A report published by Britain’s Commission for Integrated Transport on February 8 makes ’a persuasive case’ for ’a fresh look now at the future role for high speed rail.’ CfIT’s remit is to advise on transport policy, and the Chairman Professor David Begg urged government to start looking seriously at building lines for 320 km/h trains between major cities.

Apart from the partially-completed Channel Tunnel Rail Link to London, UK policy has been to upgrade inter-city lines for 200 km/h. However, the extraordinary cost and disruption of the West Coast Main Line modernisation has graphically illuminated the false economy of this approach.

Professor Begg believes new lines offer much better value and add far more capacity than upgrades. He says the London - Birmingham - Manchester - Glasgow, London - Leeds - Newcastle - Edinburgh, and London - Bristol - Cardiff corridors offer the volumes required over optimum distances for competing with road and air.

Consultants Steer Davies Gleave examined appraisal techniques and construction costs in France, Spain, Germany, Italy and Japan for CfIT. One important conclusion is that the cost of constructing new lines in Britain is far higher than it should be. CTRL is the most expensive high speed line to be constructed anywhere in the world (right), despite a much lower proportion in tunnel (25%) than several Shinkansen routes.

SDG estimates that even under the UK’s cumbersome rail industry structure, the cost of high speed lines should be 30% lower. For example, professional staff costs absorb 25% of total project costs on Britain’s railways, and were even higher on CTRL. On the recently opened Madrid - Lleida line (RG 11.03 p682), where the cost per km is 13% of CTRL, infrastructure authority GIF put professional costs at around 3%.

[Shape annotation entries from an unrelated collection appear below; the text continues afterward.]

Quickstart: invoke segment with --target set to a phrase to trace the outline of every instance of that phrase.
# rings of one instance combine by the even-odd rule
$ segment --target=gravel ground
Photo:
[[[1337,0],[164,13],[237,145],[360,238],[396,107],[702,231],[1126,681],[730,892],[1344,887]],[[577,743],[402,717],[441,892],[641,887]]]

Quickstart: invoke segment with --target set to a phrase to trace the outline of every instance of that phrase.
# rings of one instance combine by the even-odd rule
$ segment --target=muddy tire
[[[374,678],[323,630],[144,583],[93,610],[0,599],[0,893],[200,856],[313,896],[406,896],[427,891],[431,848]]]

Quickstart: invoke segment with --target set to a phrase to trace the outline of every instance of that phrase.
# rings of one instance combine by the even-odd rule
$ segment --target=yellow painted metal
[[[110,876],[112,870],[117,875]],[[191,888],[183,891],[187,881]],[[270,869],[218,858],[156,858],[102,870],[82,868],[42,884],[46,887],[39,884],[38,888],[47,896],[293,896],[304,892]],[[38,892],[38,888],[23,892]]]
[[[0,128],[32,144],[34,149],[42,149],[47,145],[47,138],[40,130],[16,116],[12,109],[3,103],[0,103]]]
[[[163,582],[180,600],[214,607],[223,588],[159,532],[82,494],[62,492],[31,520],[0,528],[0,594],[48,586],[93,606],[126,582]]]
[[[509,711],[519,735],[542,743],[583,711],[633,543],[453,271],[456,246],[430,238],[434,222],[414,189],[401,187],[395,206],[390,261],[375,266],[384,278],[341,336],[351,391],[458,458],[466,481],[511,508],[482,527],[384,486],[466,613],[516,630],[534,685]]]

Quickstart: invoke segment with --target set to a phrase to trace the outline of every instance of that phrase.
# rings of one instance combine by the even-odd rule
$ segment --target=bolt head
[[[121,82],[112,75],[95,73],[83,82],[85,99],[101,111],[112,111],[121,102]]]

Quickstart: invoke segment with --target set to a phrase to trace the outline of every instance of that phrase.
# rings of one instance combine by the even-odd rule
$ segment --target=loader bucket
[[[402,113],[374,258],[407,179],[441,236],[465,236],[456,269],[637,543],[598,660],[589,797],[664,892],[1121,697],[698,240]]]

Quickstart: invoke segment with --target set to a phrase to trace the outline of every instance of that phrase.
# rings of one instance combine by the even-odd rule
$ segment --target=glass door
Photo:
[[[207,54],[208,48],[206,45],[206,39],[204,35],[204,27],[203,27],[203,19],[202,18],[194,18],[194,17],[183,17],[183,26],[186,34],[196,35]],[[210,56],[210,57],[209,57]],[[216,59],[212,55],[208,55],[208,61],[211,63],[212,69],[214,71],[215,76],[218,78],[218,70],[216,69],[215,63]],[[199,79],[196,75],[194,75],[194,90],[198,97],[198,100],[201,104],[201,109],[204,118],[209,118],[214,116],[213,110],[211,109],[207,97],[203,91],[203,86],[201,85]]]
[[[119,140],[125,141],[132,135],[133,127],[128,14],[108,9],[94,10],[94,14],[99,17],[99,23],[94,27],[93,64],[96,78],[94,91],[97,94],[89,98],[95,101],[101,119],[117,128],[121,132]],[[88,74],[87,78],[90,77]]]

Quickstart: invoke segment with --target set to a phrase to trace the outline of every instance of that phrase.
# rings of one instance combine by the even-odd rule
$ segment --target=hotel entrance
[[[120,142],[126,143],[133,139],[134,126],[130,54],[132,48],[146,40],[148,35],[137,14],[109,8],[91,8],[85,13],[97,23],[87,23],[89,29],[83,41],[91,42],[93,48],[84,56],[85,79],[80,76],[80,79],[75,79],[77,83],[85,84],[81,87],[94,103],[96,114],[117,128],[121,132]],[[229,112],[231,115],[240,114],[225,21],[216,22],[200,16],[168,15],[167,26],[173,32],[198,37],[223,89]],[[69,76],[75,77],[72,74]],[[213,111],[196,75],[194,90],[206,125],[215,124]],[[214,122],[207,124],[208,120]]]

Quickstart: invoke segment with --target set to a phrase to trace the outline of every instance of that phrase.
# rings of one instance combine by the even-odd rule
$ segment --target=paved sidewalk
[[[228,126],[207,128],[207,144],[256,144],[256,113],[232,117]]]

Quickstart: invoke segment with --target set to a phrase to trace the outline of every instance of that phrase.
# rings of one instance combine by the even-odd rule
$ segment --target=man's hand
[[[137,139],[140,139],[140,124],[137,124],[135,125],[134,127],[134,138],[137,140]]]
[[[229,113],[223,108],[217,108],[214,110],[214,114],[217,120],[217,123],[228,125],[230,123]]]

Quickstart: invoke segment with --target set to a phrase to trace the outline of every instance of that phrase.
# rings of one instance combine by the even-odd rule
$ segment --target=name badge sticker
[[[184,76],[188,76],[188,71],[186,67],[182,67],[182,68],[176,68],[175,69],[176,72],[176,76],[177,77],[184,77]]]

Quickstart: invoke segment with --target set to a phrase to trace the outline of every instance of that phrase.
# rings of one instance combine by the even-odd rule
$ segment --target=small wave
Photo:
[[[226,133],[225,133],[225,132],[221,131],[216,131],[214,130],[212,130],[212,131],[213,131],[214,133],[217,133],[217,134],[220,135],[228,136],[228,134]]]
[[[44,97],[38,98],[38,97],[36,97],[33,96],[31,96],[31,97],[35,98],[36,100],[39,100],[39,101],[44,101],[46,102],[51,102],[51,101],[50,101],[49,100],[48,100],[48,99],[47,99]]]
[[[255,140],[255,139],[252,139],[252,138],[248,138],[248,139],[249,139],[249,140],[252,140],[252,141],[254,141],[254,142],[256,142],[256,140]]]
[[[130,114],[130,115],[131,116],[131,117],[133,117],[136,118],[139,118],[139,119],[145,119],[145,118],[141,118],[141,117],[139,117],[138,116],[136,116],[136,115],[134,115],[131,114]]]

Last year, an appraisal of high speed options from London to Scotland - including partial use of upgraded lines - was undertaken for the Strategic Rail Authority by WS Atkins. SDG has reviewed and adapted this basic work, which currently shows benefit:cost ratios around 2. SDG reckons that if the UK used costs and appraisal criteria applied elsewhere in Europe, ratios in the 3 to 4 range are possible.